The trick at play in Alcova is that all of this contextual information—the memory of Macao, the intricacies of Milan’s urban changes, the dire poverty of so many of its inhabitants—are lost on the vast majority of visitors and, perhaps, on the exhibiting designers too. As Tozzi explains, Sala and his administration have made it clear that their vision for Milan’s future favors a transient (and non-voting) population—tourists, remote workers, wealthy students—over long-time residents. The Design Week provides just that.

Like past events, this year independent art and design practitioners in Milan will gain nothing from Alcova and the 800 other temporary events, though of course for a week some will be able to partake in the spotlight. But for the other 51 weeks, they are facing high studio costs, underpaid commissions, the utter lack of grants (private or public), and no institutional support.

The back side of Macao, Milan. April 2023.

Expecting the Design Week apparatus to change is unlikely, since it plays a major role in contemporary Milan’s success. A more intriguing suggestion comes from the Macao collective: “Let us promote the practice of squatting as one of the political tools of bottom-up reappropriation, in order to bring to light issues of public interest that are otherwise obscured. Occupying is a healthy action, which everyone should try at least once in their lifetime.”

Andrea Bagnato is a writer and researcher based in Milan working at the intersection of urban history and political ecology. He has coedited the books A Moving Border: Alpine Cartographies of Climate Change (Columbia Books on Architecture and the City, 2019) and Rights of Future Generations (Hatje Cantz, 2022), and co-curated the exhibition Vulnerable Beings (La Casa Encendida, 2022).  His monograph Terra Infecta is forthcoming in 2024.
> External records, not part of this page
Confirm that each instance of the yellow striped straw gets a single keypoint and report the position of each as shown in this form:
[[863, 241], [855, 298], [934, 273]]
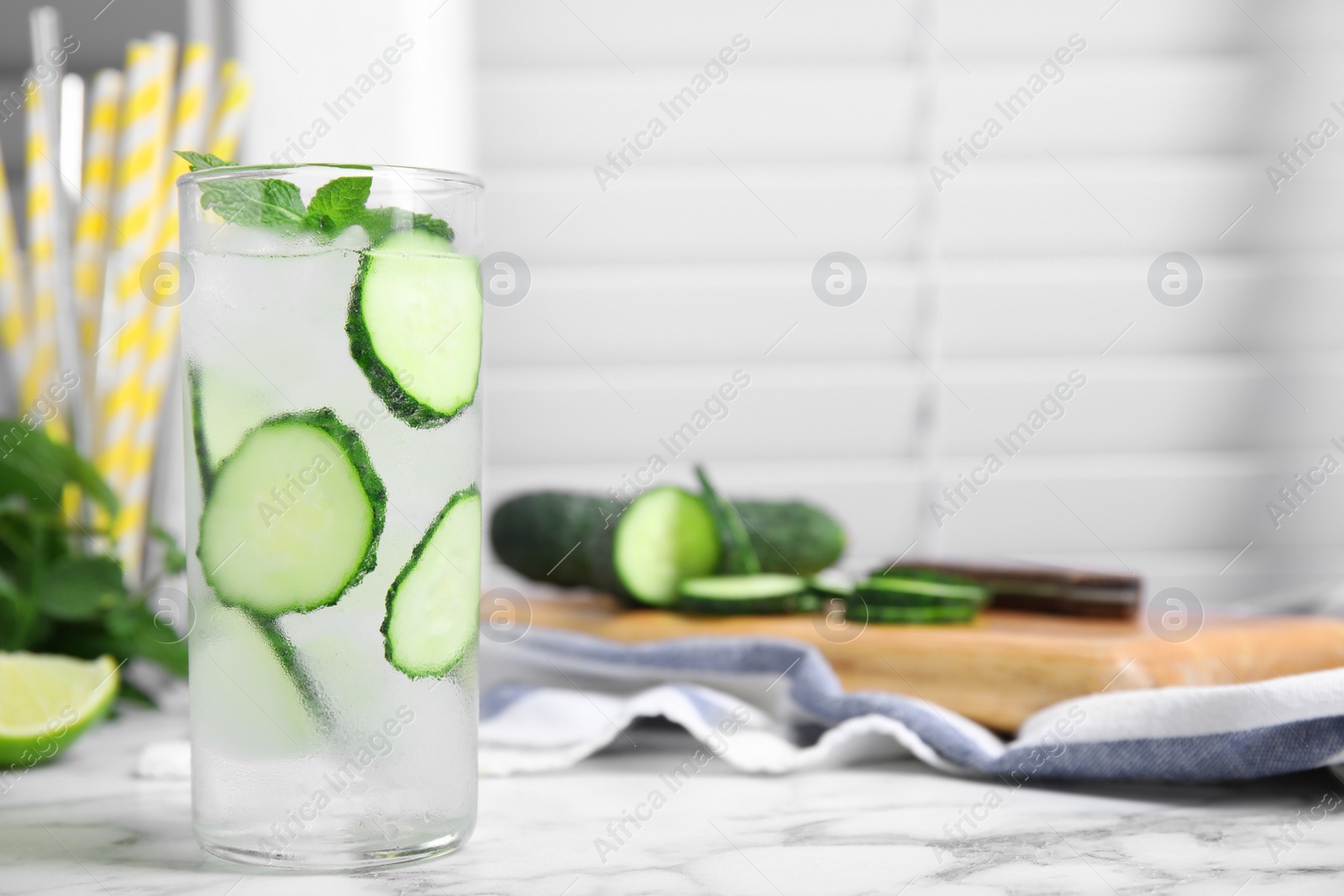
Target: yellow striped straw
[[233, 110], [159, 360], [44, 195], [13, 316], [138, 203], [91, 237]]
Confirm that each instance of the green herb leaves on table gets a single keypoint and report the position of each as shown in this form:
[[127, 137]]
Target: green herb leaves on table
[[58, 595]]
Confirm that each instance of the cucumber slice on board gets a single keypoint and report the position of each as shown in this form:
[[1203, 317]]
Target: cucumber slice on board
[[414, 325], [911, 593], [434, 605], [860, 610], [738, 557], [664, 537], [295, 516], [745, 594]]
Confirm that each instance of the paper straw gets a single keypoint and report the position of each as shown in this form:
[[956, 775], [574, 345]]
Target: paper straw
[[42, 264], [91, 239], [160, 355], [233, 110], [141, 159], [71, 137], [13, 316]]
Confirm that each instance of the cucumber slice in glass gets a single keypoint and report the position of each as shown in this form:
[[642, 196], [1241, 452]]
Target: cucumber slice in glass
[[257, 705], [414, 325], [295, 516], [433, 607], [664, 537], [222, 411], [732, 594]]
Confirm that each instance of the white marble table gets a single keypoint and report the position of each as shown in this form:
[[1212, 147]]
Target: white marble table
[[85, 825]]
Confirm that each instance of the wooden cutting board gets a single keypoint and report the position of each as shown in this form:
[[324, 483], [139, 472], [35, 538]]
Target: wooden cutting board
[[1007, 664]]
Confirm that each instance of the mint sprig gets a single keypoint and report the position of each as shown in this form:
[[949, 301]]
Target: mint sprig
[[277, 204]]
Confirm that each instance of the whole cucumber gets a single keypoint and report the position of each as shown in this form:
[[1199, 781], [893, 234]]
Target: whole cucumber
[[566, 539]]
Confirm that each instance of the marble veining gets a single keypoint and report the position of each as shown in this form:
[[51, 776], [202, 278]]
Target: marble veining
[[87, 825]]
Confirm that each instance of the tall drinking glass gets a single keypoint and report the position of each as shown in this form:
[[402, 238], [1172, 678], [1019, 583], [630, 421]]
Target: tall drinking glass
[[331, 335]]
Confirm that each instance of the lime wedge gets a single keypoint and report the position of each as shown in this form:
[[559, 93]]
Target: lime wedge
[[47, 700]]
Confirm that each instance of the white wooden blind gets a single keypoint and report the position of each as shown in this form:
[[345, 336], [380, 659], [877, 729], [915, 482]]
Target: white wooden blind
[[696, 262]]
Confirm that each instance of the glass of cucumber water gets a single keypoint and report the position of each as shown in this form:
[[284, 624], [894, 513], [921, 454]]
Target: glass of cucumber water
[[333, 344]]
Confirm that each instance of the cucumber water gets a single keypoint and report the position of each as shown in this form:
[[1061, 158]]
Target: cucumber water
[[333, 492]]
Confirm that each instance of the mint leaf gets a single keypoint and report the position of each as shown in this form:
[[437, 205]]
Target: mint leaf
[[381, 222], [279, 204], [436, 226], [202, 160], [255, 203], [338, 203]]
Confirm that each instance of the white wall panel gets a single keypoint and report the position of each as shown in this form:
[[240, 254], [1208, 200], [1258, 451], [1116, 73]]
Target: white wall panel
[[698, 259]]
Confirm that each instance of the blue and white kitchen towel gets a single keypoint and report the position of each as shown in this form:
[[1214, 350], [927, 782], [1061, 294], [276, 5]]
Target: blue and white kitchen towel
[[553, 698]]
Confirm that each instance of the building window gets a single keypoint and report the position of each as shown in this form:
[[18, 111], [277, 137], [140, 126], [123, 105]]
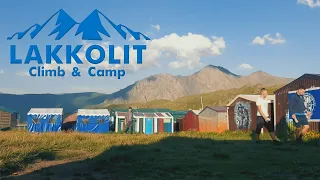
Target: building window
[[85, 121], [52, 120], [35, 121]]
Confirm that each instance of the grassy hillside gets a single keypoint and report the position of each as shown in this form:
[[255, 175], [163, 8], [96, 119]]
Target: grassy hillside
[[217, 98], [185, 155], [69, 102]]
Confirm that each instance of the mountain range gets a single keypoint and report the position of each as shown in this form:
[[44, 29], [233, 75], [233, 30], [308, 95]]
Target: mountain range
[[91, 27], [157, 87], [209, 79]]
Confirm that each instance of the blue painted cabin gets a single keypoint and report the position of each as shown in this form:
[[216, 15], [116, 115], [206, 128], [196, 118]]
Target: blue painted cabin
[[44, 119], [93, 120]]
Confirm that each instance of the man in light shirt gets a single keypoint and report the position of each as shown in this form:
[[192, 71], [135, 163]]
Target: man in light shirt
[[263, 118]]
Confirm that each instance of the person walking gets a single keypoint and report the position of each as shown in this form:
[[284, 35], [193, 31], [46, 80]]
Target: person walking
[[129, 121], [263, 119], [300, 114]]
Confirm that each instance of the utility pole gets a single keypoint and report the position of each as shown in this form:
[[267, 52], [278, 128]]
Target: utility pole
[[201, 103]]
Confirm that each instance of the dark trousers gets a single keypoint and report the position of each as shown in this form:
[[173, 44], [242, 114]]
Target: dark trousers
[[129, 127]]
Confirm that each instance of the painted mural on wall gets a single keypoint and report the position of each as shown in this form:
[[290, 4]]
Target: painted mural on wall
[[242, 115]]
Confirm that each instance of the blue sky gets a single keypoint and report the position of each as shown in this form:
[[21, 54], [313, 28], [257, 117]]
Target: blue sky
[[235, 24]]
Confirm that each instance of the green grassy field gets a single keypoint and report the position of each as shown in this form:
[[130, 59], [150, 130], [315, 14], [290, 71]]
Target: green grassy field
[[184, 155]]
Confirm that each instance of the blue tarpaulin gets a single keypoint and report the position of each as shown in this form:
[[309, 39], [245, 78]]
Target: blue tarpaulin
[[93, 121], [44, 120]]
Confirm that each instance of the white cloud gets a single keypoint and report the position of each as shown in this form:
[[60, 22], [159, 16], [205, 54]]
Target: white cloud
[[310, 3], [188, 49], [157, 27], [245, 66], [278, 39], [259, 40]]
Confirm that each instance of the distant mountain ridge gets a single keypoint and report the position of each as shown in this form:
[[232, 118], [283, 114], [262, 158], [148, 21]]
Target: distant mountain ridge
[[91, 27], [209, 79], [163, 87]]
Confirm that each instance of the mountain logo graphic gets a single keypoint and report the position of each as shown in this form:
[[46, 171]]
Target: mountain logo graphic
[[91, 28]]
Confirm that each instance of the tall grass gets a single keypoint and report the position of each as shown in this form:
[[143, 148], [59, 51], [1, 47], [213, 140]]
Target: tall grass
[[18, 149]]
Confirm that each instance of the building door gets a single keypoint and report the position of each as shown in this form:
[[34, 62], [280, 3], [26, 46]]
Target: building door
[[149, 125]]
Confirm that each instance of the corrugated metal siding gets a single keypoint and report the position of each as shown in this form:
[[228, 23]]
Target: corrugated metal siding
[[160, 125], [208, 121], [190, 122], [5, 119], [212, 121], [253, 114], [282, 99]]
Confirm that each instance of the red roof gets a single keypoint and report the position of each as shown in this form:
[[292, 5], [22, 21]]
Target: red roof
[[121, 114]]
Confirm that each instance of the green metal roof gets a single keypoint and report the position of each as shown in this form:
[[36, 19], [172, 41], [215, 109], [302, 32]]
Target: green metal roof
[[7, 110]]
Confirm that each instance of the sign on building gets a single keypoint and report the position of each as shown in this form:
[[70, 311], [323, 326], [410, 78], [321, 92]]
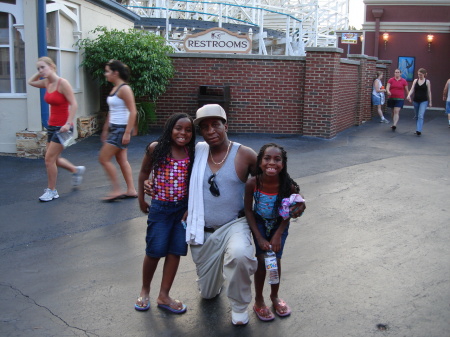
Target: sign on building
[[349, 38], [218, 40]]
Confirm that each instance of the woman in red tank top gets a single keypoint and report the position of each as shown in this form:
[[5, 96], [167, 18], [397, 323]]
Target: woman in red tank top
[[63, 106]]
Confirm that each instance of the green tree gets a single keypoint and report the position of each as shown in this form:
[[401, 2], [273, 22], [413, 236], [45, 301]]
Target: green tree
[[146, 55]]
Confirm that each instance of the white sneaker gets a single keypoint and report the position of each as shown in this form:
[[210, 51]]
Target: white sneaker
[[49, 195], [77, 177], [239, 318]]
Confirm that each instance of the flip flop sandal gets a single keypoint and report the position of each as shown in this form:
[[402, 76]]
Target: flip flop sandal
[[142, 300], [262, 313], [171, 309], [278, 308]]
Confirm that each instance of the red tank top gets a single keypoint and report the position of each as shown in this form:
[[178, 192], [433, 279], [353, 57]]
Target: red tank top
[[59, 107]]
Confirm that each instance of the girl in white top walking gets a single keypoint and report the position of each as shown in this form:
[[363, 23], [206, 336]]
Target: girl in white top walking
[[378, 99], [116, 134]]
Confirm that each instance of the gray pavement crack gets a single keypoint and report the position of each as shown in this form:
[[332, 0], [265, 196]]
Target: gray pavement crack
[[86, 332]]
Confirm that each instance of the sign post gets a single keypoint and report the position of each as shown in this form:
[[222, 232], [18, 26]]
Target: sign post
[[218, 40]]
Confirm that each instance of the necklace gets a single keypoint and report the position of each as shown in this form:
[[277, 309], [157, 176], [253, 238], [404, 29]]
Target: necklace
[[226, 155]]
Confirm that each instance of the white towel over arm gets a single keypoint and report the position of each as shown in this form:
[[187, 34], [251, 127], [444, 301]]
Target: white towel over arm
[[195, 232]]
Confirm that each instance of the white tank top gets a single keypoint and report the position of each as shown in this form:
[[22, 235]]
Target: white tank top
[[118, 111]]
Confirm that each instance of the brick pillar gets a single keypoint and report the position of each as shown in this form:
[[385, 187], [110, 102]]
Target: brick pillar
[[385, 67], [367, 74], [321, 90]]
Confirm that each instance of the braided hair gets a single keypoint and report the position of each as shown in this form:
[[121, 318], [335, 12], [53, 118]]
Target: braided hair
[[164, 147], [285, 180]]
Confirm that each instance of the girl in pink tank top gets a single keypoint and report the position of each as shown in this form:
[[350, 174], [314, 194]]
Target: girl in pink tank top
[[169, 160]]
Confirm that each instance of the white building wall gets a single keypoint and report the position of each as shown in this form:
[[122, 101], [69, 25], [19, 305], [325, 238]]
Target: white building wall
[[20, 112]]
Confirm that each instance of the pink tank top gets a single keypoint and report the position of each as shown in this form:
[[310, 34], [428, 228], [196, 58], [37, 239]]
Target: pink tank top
[[59, 107], [171, 180]]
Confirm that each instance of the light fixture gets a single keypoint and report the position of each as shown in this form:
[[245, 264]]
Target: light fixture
[[429, 39], [385, 39]]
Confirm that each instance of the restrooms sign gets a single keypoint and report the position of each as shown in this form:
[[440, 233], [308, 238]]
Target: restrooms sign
[[217, 40]]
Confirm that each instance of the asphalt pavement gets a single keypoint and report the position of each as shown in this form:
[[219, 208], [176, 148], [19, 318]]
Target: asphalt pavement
[[370, 256]]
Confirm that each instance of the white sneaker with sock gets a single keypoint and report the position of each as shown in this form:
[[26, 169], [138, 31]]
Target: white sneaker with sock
[[49, 195], [77, 177]]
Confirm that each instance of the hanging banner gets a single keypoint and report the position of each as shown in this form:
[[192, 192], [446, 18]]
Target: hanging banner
[[349, 38], [217, 40]]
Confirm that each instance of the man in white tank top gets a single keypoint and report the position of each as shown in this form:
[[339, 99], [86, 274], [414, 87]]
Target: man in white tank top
[[220, 171], [221, 244]]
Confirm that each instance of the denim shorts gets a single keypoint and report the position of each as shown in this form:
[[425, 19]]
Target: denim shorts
[[165, 233], [115, 135], [376, 100], [395, 103], [51, 133], [260, 223]]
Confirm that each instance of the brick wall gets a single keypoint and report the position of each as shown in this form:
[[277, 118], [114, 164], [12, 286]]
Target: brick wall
[[318, 95], [266, 93]]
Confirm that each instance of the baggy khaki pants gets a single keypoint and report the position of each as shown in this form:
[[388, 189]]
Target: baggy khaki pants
[[227, 254]]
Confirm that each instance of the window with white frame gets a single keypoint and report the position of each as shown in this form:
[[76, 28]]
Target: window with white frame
[[12, 56]]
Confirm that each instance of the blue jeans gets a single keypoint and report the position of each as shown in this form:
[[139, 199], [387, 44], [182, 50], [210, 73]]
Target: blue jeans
[[165, 233], [260, 223], [419, 109]]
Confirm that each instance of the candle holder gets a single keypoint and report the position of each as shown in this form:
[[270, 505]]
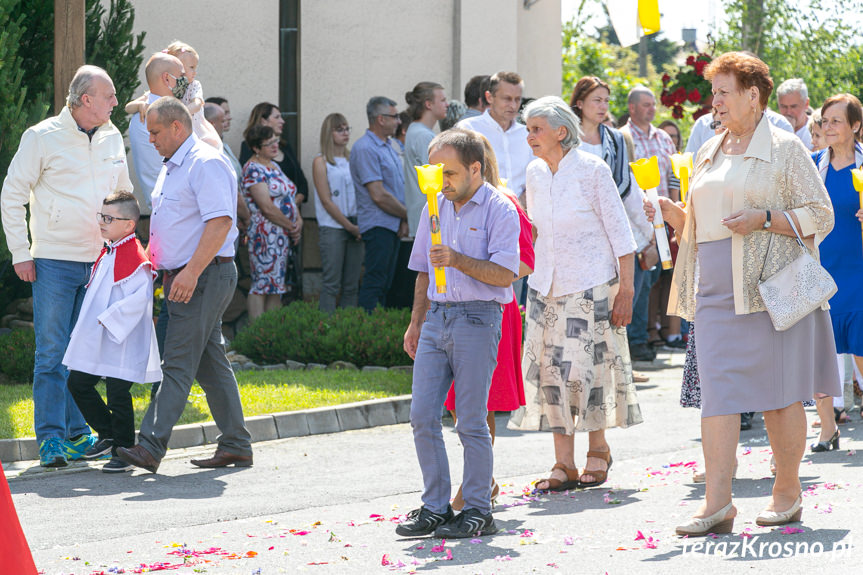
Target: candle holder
[[681, 164], [430, 179], [646, 172]]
Photography provided by the author.

Editor’s Note: Alcova organizers Joseph Grima and Valentina Ciuffi responded to this piece on April 24. Read their text here.

Upon publication of the response, Andrea Bagnato provided the following clarification:

The published version of this article did not mention that the Aria masterplan for Milan’s former abattoir includes 1,200 units of privately built affordable housing. Under this scheme, rents and conditions are not set by law but determined on a case-by-case basis in deals made between the city administration and private investors; such agreements are kept confidential, which makes making any oversight impossible. Developers have a lot to gain, since—thanks to a provision in Italian law—they pay no tax on this type of profit. 
As many observers have documented for a decade, private “social housing” was devised not to augment, but to replace the public housing stock. While Aria is moving forward, public housing in Milan exists in a condition of “managed decline” (12,000 units), sold off on the model of Thatcher’s right-to-buy (33,000 units over the past two decades), or torn down altogether. 
The goal appears to be the privatization of the right to housing by letting globalized finance take over what used to be a public good. The result is that poorer public-housing tenants are ejected from the city and replaced by the middle classes who—no longer able to afford market values—take up “social housing” units. Needless to say, this has a spiraling effect on the crisis. 
Yet at last, the problems with relying on financial capital are starting to show, even if they weren’t appropriately acknowledged by Alcova’s founders. In 2021, two “social housing” developments went bust before construction started, and hundreds of families lost their down payments. And, less than two weeks ago, the daily La Repubblica reported that real-estate investors are starting to pull out, since increased interest rates are threatening their profit margins. Milan’s citizens are thus shortchanged twice—public assets are sold off, and there is no “social housing” created to make up for the deficit.